A strength of this story is Alison’s voice. She tells her story herself, in a strong, passionate, convincing voice, full of hyperboles, colorful metaphors, and random digressions. This is Alison pouring out her heart and sole to a dear friend, and that is the feel of this book–those long talks late at night when a good friend just needs to let it all out. This is why I’m collapsing! In truth, if I were to meet Alison in real life, I wouldn’t care a rat’s ass about her. She’s too superficial and she makes too many bad decisions. But bad decisions are fertile seeds for good fiction, and this is good fiction. McInerney makes me care about Alison.

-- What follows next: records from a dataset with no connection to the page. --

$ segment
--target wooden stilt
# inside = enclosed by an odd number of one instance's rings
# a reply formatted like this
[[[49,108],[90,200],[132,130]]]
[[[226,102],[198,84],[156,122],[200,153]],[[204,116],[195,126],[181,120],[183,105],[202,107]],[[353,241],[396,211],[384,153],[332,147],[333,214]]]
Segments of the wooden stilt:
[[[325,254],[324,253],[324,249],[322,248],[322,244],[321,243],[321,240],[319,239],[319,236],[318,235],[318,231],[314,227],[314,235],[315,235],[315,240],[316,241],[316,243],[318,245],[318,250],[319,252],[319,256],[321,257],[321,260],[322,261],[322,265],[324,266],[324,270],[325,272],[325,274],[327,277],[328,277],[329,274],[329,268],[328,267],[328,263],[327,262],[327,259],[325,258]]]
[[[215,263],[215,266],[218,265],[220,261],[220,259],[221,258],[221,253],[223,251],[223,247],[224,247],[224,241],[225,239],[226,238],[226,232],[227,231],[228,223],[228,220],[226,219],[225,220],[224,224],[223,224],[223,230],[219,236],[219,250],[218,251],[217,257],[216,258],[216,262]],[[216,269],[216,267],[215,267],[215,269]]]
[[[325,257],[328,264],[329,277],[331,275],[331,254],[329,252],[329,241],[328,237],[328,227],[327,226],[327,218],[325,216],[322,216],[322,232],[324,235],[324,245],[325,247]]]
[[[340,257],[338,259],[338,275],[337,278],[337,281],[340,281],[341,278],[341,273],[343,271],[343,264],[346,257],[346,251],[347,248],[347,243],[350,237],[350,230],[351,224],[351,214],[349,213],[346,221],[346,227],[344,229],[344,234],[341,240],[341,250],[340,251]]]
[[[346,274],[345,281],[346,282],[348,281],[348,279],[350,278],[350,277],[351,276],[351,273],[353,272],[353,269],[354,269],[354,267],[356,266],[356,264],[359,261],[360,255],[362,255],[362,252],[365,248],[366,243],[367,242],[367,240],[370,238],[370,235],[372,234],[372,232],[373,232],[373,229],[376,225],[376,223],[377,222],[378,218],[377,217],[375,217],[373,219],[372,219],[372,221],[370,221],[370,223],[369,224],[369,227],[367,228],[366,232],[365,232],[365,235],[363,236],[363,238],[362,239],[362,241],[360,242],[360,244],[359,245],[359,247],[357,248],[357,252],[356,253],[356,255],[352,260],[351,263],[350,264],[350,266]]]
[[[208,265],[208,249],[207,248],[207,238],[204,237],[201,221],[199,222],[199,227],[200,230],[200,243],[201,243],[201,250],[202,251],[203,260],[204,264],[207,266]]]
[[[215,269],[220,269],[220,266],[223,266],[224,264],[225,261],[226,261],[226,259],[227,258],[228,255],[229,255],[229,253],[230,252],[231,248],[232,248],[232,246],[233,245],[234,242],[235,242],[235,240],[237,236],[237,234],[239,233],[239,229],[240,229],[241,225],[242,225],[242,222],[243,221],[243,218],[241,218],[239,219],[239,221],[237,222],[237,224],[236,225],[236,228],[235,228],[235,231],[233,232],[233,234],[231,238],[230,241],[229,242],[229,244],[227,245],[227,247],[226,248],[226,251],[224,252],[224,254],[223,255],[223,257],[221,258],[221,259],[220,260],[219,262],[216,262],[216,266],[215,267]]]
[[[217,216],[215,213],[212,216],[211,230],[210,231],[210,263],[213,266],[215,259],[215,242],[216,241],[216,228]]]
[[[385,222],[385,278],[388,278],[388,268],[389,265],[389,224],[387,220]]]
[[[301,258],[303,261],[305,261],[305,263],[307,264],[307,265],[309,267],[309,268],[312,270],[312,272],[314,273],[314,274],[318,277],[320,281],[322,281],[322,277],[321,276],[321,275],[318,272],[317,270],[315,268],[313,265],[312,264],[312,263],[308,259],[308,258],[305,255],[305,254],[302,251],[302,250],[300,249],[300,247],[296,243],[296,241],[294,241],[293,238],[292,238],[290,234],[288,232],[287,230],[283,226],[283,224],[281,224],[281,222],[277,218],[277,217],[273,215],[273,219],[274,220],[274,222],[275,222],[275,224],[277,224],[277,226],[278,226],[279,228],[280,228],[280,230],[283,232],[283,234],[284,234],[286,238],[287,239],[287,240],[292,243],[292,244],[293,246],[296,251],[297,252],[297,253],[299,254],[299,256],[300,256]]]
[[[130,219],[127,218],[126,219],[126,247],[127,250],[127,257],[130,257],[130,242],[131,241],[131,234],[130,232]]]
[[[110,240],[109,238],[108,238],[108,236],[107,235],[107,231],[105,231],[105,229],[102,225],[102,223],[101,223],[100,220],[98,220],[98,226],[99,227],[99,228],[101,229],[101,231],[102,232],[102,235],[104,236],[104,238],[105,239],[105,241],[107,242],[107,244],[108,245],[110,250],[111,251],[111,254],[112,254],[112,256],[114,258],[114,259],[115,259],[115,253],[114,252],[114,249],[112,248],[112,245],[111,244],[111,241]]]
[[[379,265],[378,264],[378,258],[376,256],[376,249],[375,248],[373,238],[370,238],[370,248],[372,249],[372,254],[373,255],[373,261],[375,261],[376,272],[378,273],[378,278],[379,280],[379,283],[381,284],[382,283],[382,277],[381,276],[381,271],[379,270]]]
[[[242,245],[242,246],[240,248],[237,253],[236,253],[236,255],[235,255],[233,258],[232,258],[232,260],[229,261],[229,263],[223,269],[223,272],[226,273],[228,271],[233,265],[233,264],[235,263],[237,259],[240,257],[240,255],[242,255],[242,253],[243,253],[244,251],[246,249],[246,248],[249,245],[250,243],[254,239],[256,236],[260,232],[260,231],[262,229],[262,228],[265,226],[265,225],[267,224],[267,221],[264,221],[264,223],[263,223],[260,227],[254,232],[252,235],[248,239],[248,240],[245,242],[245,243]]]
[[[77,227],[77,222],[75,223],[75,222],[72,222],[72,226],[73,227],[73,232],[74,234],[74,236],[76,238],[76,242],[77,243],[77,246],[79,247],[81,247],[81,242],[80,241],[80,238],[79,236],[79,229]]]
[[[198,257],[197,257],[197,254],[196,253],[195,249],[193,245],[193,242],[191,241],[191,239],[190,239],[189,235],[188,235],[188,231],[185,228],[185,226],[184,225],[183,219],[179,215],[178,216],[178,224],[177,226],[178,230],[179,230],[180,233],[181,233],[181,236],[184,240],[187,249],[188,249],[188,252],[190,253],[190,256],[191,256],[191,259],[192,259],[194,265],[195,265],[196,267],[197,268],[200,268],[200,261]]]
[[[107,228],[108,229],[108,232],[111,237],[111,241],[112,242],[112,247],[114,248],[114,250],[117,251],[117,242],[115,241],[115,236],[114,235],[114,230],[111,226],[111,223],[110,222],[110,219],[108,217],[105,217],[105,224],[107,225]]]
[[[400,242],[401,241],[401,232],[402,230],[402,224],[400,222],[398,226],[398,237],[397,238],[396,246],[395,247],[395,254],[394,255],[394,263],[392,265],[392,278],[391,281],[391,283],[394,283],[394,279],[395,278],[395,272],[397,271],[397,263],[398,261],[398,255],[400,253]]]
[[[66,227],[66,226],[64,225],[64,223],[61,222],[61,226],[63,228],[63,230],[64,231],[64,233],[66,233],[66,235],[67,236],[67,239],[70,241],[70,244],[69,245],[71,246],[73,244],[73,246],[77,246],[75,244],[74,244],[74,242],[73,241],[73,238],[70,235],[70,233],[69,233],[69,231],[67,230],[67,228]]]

Unfortunately, I fear the strong voice interfered with my enjoyment of the novel in parts. Alison is the type of person who introduces dialogue with phrases like I’m like or he goes. Though this was honest to the mood of the book, I found myself very early in its pages missing that wonderfully over-used verb to say and all its inflections. McInerney further complicated this by choosing not to enclose dialogue in quotation marks. On almost every page I was broken out of my trance to wonder whether a line was something said or just thought. When I encountered he goes, the visual image in my mind was someone leaving the room, not someone talking.

Besides that stylistic criticism, I have nothing bad to say about this book. I wanted to read a short novel that I could finish in a weekend, and this was a good choice.